Gene Expression…We can Impact it in Many Cases!

 

Some of our genes are fixed genes and they will always express themselves in the same way. For example, the genes that determine eye color are fixed by the time we emerge from the womb. No matter what we eat, we can’t turn our brown eyes blue! Likewise, according to Dr. Frank Lipman, “certain genetic conditions, such as sickle-cell anemia or Tay-Sachs disease, are not affected by diet or lifestyle. If you have the genes for those conditions, you’ll suffer from those disorders no matter what you do.”

However, we have some control over many of our genes. Where does our control lie? True, we can’t change our genes. But in the vast majority of cases, we can change how our genes express themselves. The science of genetic expression is known as epigenetics, and it is one of the most exciting frontiers of medical science.

The great news is that those “fixed” genes represent only 2% of the total so we can impact 98% of our genes through nutrition and lifestyle management! We can turn on the good genes and turn of the bad genes. According to Dr. Lipman “this is true for most of the disorders related to aging: Alzheimer’s, cancer, arthritis, diabetes, heart disease, and hypertension”. What you eat, how you exercise, whether you get enough sleep, how well you release stress, and which supplements you take to address your particular nutrient needs can all have an enormous impact on whether you develop these conditions—regardless of your genetic destiny. Your exposure to environmental toxins and your ability to detoxify your body also affect your genetic expression.”

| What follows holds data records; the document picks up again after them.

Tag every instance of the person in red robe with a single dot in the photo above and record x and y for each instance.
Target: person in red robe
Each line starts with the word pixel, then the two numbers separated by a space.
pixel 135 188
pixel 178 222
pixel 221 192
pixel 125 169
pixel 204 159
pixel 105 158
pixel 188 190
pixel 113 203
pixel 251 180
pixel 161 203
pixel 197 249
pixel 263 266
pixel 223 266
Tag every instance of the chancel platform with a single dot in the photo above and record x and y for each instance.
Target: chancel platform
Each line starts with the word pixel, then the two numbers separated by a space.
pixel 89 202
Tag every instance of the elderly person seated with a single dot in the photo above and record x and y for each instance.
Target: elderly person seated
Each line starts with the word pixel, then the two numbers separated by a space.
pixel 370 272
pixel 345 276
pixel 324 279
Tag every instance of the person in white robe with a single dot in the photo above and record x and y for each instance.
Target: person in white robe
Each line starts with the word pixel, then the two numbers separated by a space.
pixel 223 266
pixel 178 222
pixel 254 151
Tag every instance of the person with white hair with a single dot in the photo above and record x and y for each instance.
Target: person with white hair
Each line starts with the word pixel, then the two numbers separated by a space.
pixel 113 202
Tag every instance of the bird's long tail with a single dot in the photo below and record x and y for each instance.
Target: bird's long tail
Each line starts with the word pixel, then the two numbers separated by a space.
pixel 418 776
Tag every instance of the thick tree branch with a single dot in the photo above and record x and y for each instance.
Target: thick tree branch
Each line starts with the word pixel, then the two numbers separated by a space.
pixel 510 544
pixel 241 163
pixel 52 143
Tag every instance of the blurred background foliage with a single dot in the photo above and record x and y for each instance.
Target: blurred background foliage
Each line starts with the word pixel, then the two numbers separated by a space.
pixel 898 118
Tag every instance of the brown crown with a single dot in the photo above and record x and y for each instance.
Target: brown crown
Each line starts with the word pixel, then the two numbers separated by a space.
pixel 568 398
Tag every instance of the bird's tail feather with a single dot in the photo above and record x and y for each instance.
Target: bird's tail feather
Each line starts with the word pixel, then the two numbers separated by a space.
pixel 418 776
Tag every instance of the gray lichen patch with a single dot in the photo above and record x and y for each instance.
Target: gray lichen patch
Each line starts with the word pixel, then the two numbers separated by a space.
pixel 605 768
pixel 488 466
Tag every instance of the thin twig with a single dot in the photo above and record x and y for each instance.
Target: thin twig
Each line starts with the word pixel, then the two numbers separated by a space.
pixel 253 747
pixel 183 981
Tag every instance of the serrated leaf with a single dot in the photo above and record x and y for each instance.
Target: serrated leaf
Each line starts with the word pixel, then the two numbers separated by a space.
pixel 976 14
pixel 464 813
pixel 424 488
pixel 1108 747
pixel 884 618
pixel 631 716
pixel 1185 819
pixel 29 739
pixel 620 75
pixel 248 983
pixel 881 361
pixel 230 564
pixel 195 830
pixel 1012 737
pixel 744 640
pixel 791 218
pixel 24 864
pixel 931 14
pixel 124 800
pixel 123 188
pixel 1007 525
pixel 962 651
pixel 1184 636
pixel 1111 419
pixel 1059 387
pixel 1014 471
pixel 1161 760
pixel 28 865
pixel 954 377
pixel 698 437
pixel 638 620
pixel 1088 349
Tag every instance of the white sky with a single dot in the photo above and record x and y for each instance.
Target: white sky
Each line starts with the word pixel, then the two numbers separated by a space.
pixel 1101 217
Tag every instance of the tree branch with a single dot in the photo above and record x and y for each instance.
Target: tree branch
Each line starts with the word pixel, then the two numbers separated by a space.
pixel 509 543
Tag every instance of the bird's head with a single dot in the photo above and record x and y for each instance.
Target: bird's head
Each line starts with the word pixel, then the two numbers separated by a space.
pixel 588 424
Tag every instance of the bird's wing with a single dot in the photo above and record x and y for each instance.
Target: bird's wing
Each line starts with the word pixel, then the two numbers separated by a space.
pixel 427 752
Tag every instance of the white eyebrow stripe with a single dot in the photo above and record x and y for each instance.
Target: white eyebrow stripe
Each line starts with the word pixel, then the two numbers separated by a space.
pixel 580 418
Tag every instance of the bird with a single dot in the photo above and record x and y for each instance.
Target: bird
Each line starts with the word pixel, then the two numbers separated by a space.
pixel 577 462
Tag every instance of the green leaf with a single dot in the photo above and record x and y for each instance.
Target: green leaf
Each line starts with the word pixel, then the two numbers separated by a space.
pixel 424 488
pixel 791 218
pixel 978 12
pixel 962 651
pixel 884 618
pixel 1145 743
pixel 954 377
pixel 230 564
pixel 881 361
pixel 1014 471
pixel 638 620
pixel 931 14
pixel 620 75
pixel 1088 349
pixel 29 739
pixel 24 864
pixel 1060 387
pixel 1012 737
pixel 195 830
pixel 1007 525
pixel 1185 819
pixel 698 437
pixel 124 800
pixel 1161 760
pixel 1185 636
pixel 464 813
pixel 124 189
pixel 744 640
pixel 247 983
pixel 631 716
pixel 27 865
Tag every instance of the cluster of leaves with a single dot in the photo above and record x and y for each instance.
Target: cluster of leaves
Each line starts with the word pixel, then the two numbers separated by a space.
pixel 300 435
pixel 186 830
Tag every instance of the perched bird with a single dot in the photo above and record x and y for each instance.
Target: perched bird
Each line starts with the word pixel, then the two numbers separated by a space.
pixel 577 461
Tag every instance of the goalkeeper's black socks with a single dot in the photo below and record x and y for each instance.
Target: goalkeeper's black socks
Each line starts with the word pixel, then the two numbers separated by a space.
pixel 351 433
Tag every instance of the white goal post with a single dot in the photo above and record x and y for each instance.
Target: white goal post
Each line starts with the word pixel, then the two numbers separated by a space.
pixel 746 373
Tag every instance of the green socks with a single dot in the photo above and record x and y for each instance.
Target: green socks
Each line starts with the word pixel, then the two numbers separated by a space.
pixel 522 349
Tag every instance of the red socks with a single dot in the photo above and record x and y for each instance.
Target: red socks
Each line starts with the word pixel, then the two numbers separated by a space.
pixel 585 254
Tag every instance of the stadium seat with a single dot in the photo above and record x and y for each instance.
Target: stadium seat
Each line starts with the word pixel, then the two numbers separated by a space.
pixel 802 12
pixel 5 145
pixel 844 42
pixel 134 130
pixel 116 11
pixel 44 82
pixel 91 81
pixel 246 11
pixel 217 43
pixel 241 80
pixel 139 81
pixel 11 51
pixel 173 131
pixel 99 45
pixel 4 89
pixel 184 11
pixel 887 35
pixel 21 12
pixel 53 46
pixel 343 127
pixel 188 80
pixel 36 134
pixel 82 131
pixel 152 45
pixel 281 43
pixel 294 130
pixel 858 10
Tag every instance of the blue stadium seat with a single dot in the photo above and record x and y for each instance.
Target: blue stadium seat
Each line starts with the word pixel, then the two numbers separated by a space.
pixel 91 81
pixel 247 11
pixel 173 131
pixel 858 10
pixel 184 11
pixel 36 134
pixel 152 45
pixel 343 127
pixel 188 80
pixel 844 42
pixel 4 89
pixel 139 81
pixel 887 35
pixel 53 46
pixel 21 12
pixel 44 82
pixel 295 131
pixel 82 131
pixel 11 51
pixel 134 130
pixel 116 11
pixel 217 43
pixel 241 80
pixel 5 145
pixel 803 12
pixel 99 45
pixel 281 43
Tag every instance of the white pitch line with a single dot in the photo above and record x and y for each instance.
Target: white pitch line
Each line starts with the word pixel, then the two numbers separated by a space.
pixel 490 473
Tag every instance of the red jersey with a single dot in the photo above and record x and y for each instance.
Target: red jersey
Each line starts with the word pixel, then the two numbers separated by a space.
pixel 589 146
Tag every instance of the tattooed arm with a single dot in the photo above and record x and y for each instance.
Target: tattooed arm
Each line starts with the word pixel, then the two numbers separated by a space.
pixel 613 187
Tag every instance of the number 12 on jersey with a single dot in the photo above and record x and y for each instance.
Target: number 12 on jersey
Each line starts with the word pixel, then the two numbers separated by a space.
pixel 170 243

Everything we do in our lives, what we eat, think, feel, how we exercise can have an impact on the expression of our genes. For example you may have a “fat gene” causing a tendency to obesity. However, that doesn’t mean you will get fat instantly, you can affect the expression of that gene by eating healthy, avoiding sugar and refined carbs, exercising, etc. Or you may have a gene that gives you the predisposition to develop a particular disease like diabetes or heart disease. Well, optimizing your diet and lifestyle and taking care of your microbiome and decreasing inflammation will help to turn off that particular gene.

The other way around works too, you may have great genes that will help you stay healthy but if you eat junk food, don’t exercise, smoke, etc. you shut those genes down and inhibit their expression.

Every day-even every hour-your genes respond to the food you eat, the air you breathe, the stress you face, the choices you make.

Like Dr Lipman says: “feed your genes the right “information” and you will modify the expression of your genes, improving the way your whole body functions.”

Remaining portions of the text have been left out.